Fish and Wildlife Service violates Endangered Species Act, threatening red wolves with extinction
On behalf of the Red Wolf Coalition, Defenders of Wildlife, and Animal Welfare Institute, SELC just notified the U.S. Fish and Wildlife Service for violations of the Endangered Species Act in connection with its policies and management of the endangered red wolf in eastern North Carolina, the world’s only population of wild red wolves.
“The wild red wolf is teetering on the brink of extinction. The Fish and Wildlife Service has both the expertise and the legal duty to stop that from happening, yet it refuses to act,” says Senior Attorney Sierra Weaver, a national expert in wildlife and endangered species issues.
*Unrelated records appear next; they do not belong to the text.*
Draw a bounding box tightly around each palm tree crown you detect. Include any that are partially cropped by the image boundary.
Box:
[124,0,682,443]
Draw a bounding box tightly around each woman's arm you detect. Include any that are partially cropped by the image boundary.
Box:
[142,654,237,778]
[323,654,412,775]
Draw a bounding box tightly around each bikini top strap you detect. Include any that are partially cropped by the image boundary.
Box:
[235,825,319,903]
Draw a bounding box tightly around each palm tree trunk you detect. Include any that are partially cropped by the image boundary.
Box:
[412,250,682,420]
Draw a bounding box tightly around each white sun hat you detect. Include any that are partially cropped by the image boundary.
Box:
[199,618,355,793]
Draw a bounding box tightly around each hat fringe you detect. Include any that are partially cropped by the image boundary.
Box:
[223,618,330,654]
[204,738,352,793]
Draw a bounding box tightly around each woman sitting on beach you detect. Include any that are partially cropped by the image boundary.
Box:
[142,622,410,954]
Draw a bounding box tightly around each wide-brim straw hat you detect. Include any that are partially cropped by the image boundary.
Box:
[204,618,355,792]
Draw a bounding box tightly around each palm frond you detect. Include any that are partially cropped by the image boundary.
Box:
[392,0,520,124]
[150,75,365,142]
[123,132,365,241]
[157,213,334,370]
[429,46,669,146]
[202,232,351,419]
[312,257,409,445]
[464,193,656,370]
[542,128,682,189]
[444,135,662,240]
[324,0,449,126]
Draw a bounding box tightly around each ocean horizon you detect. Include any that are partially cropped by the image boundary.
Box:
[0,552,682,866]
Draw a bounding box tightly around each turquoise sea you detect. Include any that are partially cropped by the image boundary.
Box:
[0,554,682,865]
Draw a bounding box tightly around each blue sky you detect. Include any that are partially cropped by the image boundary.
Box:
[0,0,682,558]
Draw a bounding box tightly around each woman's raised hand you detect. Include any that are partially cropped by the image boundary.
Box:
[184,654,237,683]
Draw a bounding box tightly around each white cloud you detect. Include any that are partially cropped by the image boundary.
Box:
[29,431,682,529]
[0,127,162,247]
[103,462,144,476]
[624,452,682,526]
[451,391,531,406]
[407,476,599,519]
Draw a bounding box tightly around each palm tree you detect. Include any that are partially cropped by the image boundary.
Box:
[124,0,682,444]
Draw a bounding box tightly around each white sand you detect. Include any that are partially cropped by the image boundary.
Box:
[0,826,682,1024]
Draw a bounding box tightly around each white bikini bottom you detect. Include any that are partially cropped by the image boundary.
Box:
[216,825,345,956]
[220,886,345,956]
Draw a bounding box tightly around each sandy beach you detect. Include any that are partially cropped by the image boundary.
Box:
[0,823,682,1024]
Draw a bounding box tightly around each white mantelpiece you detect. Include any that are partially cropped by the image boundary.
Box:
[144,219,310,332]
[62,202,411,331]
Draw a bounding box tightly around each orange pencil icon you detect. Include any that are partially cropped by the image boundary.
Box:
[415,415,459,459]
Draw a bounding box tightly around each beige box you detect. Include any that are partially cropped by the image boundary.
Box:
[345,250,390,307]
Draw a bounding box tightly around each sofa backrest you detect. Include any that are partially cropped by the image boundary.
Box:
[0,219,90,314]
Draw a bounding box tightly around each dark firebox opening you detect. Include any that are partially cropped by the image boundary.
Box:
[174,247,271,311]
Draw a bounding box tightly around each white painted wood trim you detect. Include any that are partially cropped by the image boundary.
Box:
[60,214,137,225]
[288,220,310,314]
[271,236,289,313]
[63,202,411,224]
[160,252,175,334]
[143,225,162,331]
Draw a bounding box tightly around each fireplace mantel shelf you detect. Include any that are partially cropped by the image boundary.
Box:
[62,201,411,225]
The wild red wolf population, which steadily grew from its inception in 1987 and consistently numbered over 100 wolves between 2002 and 2014, is now down to only nine collared wolves in the wild.
Several years ago, the agency triggered this catastrophic decline by terminating its previously successful management measures of releasing captive red wolves into the wild population and sterilizing coyotes to prevent hybridization with wild red wolves.
Now, it has adopted and bound itself to a policy actively prohibiting the release of captive red wolves into the Red Wolf Recovery Area in North Carolina based on an unfounded claim. The Service has also failed to resume adaptive management of coyotes in the recovery area.
“With no red wolf pups born in the wild for the past two years, the Service’s current policies will lead to the extinction of America’s red wolf in the wild,” says Weaver.
USFWS is violating the ESA by failing to use its authorities to further red wolf recovery and failing to ensure its actions are not likely to jeopardize the continued existence of the red wolf in the wild.
Indeed, despite having been found in violation of the ESA in November 2018 by the U.S. District Court for the Eastern District of North Carolina, the agency has gone on to commit further ESA violations over the past two years.